With a synchronistic roar audible to even the most jaded observer, the Latta House was destroyed by fire on a rainy Monday morning at 4 a.m., one week before MLK day.

Bill Shepherd, hired by owner Adryon Clay to caretake the property, headed up the Latta House Foundation for 10 years, a nonprofit formed to educate the public on Latta’s dream. Shep and volunteers tried to salvage what they could in an eerie reenactment of the Tiananmen Square stand-off. A hired excavator advanced on the smoldering pile, preparing to load the remains into dump trucks and take them to the landfill, like so much rubbish.

Shep asked the operator, “Why didn’t you stop?”

“Why didn’t you move?” came the driver’s response. “I don’t understand why no one at the city wanted to do an archeological dig at the site, to even take a look before they took it all away.” The demo crew ended up helping the volunteers save bricks from the house’s two toppled chimneys, some with finger impressions from a century ago.

The house may be gone, but the dream lives.

“I want folks to know what a brave thing this man did, setting up a school then, at the end of Reconstruction, to prepare young people to enter a world they really didn’t know anything about,” Shep said. “I want the land to remain true to Rev. Latta’s vision of a school for Oberlin community, named by freedmen after the war” (an allusion to a liaison with Oberlin College in Ohio, a stop along the Underground Railroad).

Shep was sanguine about the loss. “It’s tragic, but on the bright side, it’s cheaper to build a new one than try and match all that old lumber.”

The owner’s partner expressed a similar vision. “We don’t know whether the land is going to go to North Carolina Land Conservancy, but it’s going to go to a reputable organization. There’ll be a memorial to Rev. Latta,” said Ed Barnard. “You know what it’s gonna do? It’s gonna sit there just like it’s always been and it’s never gonna change.”

Folks from the community have been touring the wreckage like a wake.
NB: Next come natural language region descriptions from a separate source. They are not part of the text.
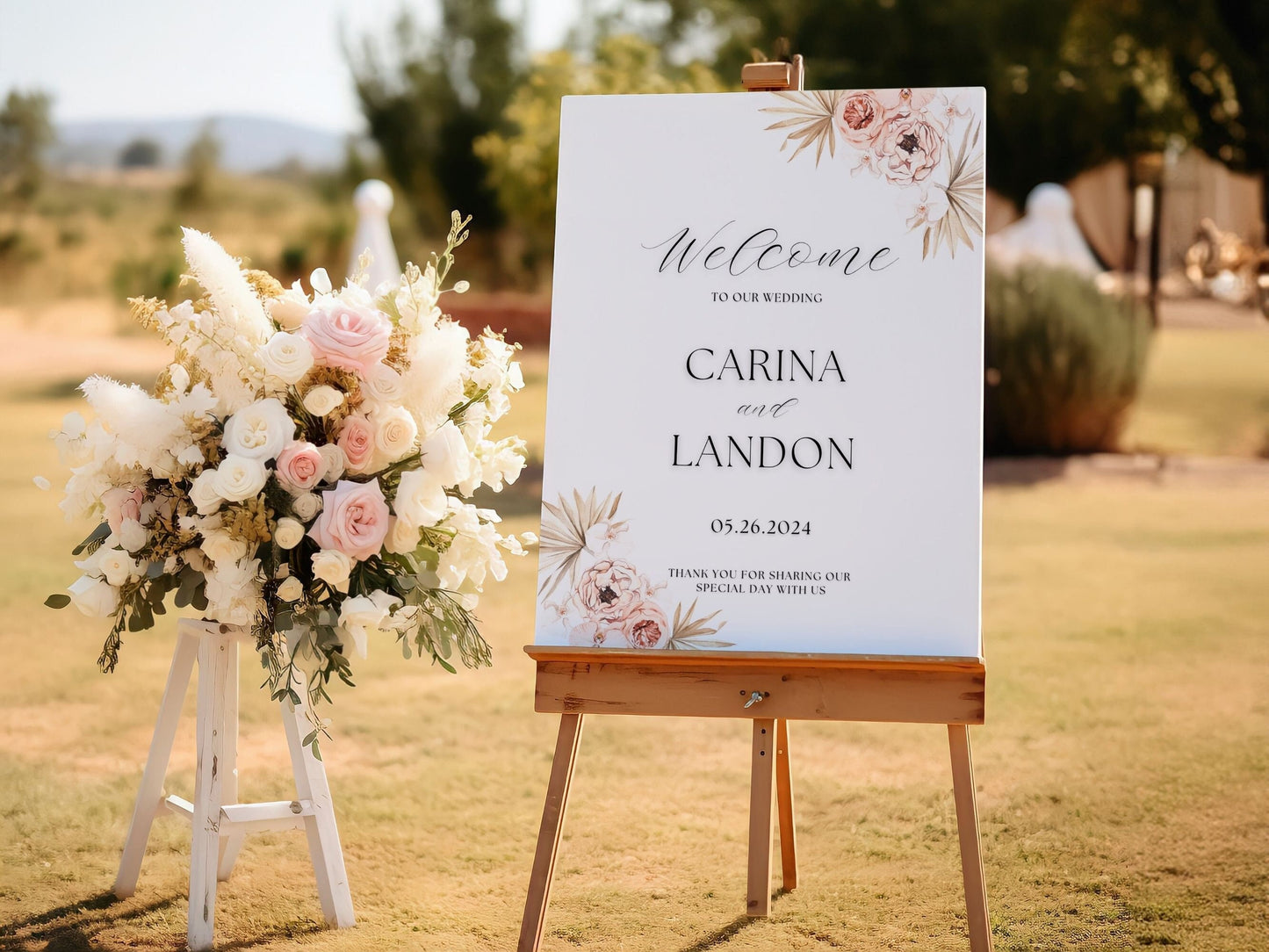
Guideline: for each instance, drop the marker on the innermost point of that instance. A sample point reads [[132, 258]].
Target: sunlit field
[[1122, 772]]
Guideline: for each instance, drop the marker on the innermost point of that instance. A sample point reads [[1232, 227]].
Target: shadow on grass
[[75, 927], [720, 935]]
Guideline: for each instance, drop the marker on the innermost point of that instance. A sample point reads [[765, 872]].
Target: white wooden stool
[[220, 824]]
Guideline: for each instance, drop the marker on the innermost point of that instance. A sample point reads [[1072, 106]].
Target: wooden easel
[[770, 689], [220, 824]]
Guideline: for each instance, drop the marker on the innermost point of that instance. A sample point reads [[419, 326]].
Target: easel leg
[[324, 848], [548, 834], [213, 670], [761, 796], [784, 806], [967, 829], [230, 844], [150, 795]]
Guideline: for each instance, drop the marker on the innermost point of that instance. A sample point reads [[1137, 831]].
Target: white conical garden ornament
[[1046, 233], [373, 201]]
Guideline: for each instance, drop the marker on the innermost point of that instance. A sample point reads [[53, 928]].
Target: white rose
[[240, 478], [287, 357], [290, 310], [133, 536], [203, 493], [288, 533], [395, 432], [322, 399], [385, 385], [445, 456], [402, 537], [179, 377], [191, 456], [333, 566], [361, 615], [421, 499], [94, 597], [320, 281], [335, 461], [221, 547], [259, 430], [306, 505], [117, 566], [291, 589]]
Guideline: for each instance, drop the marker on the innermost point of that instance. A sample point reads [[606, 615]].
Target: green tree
[[201, 164], [524, 159], [430, 97], [25, 133], [140, 154]]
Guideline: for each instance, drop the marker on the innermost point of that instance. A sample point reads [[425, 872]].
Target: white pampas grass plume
[[144, 428], [221, 276]]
Many of the mourners at the site have questioned the speed at which the site was cleaned.

“I just never knew anything about it except from Shep,” said Ester Battle, 43, gathering one of the rude handmade bricks. “I think if more folks would have known, it might could have been saved,” she said. “I’m a history freak. I never heard about it from a book or a museum. That’s the problem.”